China's professional profit growth slows amid high raw material prices

Business
China's professional profit growth slows amid high raw material prices
Profit growth at China's commercial companies slowed again in May as surging raw material prices squeezed margins and weighed on factory activity.

Profits at China's commercial organizations rose 36.4per cent in May from a year earlier to 829.92 billion yuan (US$128.58 billion) official data showed on Sunday.

That was a slowdown from the 57per cent surge reported in April, according to National Bureau of Statistics.

The world's second-largest economy has largely recovered from disruptions due to COVID-19, nonetheless it faces new challenges such as for example elevated raw material costs and global supply chain crunches. Officials warn that China's recovery remains uneven.

Imbalances in profitability became prominent between upstream and downstream organizations because of high commodity prices, said Zhu Hong, an official at the statistics bureau.
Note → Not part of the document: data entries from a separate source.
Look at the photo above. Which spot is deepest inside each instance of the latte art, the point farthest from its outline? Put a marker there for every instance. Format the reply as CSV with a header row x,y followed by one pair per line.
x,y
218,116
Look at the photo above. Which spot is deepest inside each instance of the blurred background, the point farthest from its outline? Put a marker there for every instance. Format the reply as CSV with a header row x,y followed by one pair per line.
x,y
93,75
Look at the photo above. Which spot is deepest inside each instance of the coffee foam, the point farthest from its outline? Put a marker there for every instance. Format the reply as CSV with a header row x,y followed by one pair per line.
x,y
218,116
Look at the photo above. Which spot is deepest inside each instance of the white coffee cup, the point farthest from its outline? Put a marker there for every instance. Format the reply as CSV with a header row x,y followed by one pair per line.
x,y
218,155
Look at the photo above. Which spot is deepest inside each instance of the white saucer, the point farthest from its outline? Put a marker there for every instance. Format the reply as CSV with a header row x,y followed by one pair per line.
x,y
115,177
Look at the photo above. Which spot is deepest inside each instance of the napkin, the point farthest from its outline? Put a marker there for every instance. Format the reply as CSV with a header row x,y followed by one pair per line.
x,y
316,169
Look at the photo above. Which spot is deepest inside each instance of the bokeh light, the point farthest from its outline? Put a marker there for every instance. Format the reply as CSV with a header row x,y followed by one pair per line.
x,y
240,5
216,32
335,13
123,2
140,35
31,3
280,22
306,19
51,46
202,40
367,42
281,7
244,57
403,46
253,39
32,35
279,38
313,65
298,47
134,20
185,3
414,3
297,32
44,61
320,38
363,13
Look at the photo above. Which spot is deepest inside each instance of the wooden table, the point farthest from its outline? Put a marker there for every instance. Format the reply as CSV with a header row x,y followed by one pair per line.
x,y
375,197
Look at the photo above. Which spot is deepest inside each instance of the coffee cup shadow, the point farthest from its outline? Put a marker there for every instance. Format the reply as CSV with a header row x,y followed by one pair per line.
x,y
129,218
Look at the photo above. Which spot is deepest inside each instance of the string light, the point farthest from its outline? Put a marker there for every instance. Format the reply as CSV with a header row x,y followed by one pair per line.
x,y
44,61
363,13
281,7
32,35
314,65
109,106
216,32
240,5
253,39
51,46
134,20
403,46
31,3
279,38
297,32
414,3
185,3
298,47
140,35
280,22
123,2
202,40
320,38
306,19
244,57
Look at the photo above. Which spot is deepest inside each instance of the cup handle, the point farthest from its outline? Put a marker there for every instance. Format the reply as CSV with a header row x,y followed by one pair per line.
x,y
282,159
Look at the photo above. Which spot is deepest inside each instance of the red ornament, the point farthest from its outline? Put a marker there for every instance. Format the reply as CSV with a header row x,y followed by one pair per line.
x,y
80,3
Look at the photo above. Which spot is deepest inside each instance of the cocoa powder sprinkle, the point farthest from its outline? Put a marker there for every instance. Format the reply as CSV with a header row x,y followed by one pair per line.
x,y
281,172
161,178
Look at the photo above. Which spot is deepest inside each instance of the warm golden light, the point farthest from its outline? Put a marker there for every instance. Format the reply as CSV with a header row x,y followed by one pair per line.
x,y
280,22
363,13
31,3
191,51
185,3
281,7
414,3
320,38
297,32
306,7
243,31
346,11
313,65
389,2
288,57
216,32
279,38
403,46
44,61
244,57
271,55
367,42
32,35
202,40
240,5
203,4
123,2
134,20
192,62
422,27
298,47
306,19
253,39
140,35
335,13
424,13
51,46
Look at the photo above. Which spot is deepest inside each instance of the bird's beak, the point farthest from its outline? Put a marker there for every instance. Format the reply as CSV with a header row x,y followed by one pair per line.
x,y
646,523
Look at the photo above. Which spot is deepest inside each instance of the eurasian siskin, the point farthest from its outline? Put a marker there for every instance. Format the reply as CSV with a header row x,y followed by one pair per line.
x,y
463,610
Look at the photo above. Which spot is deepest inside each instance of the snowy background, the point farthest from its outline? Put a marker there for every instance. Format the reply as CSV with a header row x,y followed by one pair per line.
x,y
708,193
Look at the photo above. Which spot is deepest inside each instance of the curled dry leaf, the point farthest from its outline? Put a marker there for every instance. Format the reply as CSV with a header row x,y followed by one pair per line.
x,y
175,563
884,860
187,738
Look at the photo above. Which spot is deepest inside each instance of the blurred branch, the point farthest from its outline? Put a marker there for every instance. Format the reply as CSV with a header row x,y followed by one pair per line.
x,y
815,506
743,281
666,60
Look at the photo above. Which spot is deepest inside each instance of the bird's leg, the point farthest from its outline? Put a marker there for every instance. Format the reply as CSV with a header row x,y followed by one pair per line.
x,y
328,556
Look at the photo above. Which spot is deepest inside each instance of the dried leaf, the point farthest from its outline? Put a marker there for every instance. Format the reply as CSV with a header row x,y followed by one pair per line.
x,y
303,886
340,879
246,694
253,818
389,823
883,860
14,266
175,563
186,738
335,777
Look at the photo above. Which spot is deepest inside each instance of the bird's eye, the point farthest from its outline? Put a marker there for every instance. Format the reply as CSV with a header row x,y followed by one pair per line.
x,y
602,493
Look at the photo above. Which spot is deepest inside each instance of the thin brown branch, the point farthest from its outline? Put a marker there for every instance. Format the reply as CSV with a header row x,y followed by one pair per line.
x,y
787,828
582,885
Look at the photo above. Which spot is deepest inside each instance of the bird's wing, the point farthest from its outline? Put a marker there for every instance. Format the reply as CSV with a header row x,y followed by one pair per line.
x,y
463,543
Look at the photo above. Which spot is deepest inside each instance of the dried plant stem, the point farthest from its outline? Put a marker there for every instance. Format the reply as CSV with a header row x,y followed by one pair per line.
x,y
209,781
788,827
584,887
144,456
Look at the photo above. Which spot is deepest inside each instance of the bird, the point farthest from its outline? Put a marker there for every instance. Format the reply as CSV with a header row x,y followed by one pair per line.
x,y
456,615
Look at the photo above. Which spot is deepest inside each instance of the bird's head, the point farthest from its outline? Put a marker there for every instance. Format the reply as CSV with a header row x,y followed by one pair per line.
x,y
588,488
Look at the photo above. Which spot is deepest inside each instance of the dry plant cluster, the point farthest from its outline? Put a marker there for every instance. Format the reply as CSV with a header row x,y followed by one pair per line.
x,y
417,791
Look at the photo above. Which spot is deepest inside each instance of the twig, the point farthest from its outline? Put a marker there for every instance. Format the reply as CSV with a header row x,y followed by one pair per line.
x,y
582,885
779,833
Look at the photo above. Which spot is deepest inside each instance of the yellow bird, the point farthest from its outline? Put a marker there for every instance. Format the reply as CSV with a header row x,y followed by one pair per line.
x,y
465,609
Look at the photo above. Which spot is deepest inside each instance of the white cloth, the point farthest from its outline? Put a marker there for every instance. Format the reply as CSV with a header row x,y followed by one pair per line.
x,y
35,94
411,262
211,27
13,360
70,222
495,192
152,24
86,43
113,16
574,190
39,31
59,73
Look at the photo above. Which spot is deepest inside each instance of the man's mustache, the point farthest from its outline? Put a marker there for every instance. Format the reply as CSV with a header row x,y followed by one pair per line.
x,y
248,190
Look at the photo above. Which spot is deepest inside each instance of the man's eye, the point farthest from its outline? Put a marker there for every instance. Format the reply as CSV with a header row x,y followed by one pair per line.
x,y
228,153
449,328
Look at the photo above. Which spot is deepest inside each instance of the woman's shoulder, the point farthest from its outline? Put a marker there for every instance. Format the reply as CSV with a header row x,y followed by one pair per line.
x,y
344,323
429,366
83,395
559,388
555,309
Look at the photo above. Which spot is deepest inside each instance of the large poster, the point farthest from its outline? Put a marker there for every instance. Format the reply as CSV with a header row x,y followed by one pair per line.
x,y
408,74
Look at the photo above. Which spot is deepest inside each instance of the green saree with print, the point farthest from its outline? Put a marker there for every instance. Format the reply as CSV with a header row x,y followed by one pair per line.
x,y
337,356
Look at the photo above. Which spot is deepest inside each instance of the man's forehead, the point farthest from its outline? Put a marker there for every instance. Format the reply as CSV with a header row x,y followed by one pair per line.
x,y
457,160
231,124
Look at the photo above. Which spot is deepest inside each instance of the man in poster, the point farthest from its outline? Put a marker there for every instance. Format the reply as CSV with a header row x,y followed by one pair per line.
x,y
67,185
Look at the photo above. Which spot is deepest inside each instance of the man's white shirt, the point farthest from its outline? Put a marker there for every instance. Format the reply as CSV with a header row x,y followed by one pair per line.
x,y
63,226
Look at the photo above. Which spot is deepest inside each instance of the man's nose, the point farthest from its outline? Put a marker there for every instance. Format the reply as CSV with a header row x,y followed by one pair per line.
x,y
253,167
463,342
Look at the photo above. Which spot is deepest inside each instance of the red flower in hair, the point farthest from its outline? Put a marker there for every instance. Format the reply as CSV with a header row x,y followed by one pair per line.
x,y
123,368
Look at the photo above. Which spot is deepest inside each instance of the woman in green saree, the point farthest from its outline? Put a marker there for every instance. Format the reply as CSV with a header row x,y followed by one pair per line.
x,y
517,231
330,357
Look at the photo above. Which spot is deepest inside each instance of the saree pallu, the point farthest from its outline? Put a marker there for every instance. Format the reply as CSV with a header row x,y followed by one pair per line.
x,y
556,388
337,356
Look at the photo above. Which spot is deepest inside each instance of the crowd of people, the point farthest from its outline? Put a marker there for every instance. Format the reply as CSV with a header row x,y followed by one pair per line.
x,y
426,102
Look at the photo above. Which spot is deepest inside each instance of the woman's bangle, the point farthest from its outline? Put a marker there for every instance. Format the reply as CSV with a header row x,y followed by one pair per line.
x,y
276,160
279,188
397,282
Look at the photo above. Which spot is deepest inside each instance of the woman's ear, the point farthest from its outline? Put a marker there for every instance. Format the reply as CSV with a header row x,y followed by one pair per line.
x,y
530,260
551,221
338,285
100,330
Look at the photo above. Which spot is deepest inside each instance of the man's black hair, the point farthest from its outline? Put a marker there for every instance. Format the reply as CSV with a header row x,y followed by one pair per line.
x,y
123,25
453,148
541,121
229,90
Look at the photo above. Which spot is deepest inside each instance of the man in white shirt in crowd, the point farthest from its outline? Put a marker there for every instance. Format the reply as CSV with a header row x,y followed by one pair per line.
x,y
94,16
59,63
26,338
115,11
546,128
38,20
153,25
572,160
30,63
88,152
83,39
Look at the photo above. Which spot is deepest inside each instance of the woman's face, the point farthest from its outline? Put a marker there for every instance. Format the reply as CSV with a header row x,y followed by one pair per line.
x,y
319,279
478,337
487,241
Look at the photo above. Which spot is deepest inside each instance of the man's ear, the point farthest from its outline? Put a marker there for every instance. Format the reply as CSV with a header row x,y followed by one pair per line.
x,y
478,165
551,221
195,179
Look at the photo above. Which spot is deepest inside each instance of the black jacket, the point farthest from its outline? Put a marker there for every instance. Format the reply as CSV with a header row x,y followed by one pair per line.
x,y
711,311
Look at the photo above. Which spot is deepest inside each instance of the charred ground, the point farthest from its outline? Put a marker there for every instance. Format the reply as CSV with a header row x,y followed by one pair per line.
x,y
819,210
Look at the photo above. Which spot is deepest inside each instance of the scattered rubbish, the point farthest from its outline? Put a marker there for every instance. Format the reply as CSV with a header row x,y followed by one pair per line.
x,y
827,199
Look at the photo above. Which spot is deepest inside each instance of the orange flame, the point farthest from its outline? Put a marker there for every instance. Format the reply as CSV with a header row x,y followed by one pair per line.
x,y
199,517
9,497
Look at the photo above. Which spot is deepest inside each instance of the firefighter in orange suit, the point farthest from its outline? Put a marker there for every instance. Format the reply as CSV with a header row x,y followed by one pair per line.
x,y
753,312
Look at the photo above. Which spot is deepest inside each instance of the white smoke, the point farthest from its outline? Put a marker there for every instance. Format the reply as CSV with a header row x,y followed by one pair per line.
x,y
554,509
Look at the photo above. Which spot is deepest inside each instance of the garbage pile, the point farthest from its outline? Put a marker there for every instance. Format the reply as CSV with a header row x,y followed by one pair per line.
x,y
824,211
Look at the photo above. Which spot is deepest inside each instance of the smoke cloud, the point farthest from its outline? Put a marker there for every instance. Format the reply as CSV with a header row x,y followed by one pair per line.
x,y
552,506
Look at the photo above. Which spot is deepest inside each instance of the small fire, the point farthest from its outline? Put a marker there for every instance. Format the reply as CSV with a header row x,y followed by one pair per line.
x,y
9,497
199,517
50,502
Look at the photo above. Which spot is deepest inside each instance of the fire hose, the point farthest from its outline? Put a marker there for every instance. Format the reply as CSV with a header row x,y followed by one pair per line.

"The building blocks for recovery isn't yet solid," he said in a statement accompanying the data.

Profits grew rapidly in the metals, chemicals and petroleum sectors, while smaller and downstream enterprises saw a lot more pressure, Zhu said.

For the January-May period, industrial firms' profits grew 83.4per cent from the same period a year earlier to 3.42 trillion yuan.

Factory-gate inflation saw its quickest gross annual growth in over 12 years in May driven by surging commodity prices, posing risks to profit margins for mid- and downstream firms.

Chinese policymakers have stepped up efforts in recent weeks to cool runaway metals prices, including selling supplies from state reserves, but with global demand continuing to recuperate some analysts believe the moves could have only a restricted impact.

China's official manufacturing data this week is likely to show weaker growth in activity in June, likely because of disruptions caused by COVID-19 flare-ups at the country's major southern ports. In addition, investors will be seeking to trends in input costs and prices for any further signs of margin pressure.

Liabilities at industrial organizations were up 8.2per cent year-on-year towards the end of May, versus 8.6per cent growth per month earlier.

The professional profit data covers large companies with gross annual revenues of over 20 million yuan from their main operations.